Monday, Aug. 28, 1989
Late Honors
The roar of an airplane engine is one of the few things that bring hope to the Fugnido refugee camp, a desolate stretch of Ethiopia where 57,000 survivors of Sudan's civil war subsist. But on Aug. 7, Fugnido's residents listened in vain for the sound of the Twin Otter carrying Texas Congressman Mickey Leland, 44, who had visited five times before. His plane had crashed nose-first into a mountain 30 miles away, killing all 16 aboard.

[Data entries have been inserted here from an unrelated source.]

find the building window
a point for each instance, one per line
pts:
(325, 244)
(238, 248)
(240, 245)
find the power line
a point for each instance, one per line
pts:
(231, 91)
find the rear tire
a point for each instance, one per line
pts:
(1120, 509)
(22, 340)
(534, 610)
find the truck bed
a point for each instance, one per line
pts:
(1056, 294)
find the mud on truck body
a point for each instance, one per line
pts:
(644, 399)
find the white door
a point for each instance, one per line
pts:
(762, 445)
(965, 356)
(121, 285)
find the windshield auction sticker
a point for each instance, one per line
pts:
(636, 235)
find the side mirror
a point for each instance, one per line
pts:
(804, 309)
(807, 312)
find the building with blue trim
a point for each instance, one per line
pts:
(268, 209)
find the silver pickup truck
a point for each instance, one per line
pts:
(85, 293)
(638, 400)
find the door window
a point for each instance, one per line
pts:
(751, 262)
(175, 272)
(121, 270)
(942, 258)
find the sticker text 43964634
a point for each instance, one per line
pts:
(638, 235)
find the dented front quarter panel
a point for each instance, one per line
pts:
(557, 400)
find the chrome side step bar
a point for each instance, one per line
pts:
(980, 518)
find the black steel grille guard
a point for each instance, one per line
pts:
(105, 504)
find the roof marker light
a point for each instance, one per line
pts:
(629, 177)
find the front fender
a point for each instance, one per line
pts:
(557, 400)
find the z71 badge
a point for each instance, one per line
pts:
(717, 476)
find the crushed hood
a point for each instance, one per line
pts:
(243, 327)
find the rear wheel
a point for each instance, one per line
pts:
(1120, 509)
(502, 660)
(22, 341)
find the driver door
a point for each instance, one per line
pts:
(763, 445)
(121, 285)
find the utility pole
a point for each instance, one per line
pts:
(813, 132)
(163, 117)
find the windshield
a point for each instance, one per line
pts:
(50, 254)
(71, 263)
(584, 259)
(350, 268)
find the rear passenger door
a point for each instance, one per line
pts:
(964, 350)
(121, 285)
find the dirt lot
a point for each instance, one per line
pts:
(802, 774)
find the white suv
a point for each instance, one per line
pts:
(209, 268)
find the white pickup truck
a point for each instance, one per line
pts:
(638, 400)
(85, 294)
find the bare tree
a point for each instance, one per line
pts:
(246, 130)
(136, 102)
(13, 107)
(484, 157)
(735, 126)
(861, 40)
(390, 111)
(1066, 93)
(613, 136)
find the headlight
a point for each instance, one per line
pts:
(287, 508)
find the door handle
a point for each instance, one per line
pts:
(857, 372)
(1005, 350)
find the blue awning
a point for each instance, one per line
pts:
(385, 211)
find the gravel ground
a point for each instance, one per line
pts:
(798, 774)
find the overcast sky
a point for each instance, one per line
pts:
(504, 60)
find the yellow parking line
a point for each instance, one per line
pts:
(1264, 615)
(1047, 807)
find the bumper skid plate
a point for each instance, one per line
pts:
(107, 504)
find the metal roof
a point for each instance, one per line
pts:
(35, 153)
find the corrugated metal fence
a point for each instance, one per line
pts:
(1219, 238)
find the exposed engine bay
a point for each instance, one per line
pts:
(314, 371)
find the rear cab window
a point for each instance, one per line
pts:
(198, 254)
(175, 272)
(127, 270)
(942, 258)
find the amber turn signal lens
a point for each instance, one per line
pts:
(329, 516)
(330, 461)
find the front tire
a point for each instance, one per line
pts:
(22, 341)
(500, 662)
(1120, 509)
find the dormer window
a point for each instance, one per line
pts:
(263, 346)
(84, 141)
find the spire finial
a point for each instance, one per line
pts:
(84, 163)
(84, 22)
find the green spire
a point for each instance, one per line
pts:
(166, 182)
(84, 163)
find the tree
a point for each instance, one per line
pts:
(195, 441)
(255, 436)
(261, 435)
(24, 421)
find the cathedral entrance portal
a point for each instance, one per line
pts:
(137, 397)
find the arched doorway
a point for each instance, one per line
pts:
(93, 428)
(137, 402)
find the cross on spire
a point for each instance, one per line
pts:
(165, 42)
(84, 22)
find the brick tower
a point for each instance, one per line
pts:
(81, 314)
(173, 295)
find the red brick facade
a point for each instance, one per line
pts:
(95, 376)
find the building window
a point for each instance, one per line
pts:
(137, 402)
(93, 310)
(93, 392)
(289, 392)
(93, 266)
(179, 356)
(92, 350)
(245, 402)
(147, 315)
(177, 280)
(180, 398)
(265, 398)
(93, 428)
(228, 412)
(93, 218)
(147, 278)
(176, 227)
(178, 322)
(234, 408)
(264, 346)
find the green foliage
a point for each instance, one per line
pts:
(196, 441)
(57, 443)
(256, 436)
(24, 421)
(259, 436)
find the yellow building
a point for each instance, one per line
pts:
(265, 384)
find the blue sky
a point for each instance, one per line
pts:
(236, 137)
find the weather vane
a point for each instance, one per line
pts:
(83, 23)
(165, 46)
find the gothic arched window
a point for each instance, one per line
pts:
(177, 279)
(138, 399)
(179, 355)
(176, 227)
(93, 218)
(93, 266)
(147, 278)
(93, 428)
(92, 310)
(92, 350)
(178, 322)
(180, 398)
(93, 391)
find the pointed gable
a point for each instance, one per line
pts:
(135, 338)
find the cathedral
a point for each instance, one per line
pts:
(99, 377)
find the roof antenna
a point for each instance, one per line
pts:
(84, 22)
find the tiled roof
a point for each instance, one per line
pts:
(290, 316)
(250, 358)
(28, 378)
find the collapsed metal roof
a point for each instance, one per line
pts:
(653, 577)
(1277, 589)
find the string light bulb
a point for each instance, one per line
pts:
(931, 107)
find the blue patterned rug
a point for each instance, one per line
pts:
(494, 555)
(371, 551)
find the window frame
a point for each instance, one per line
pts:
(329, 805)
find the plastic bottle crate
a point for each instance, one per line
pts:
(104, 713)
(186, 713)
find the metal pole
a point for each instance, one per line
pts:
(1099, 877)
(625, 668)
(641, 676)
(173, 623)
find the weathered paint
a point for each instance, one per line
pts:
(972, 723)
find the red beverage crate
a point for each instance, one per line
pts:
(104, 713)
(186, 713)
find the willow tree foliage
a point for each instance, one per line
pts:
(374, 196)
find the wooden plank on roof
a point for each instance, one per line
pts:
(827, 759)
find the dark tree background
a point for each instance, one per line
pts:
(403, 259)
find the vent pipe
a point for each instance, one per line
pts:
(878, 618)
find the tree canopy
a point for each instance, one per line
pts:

When searchers located the disintegrated plane last week, the late-night vigils in Leland's Capitol Hill office ended, and the Washington practice of canonizing its own began. Leland, who in his life had difficulty dragging colleagues away from junkets to Paris and Bermuda to join him on trips to ! Appalachia, Africa, Indian reservations and migrant camps, finally in death found allies for his cause.
Although Leland had managed to persuade the House to create the Select Committee on Hunger and make him its chairman in 1984, famine lost its luster once the strains of We Are the World faded and the television lights went off. There is little money or prestige in hunger. Leland earned $22,650 in special- interest speech-giving fees in 1988; Illinois Congressman Dan Rostenkowski, chairman of the tax-writing Ways and Means Committee, earns nearly ten times as much as that. Laying guilt trips on colleagues until they provided $800 million for starving Africans during the sub-Saharan famine in 1985 did not ease Leland's entry into the insider's club. When he spent a night with Washington's homeless in the winter of 1987, it was criticized as a publicity stunt.
Leland's successes came in part because he was hard not to like, and he would not give up. The dashiki he wore in the Texas legislature gave way to Armani suits, the clenched fist to working within the system. After persuading New Jersey Republican Congresswoman Margaret Roukema to join him on a trip to Africa in 1984, Leland got in to see Ronald Reagan, who then agreed to support more foreign food aid and order ships loaded with grain to head for Ethiopia. Leland leaves his wife Alison, who is two months pregnant, a son -- and a world less hungry than it would have been without him.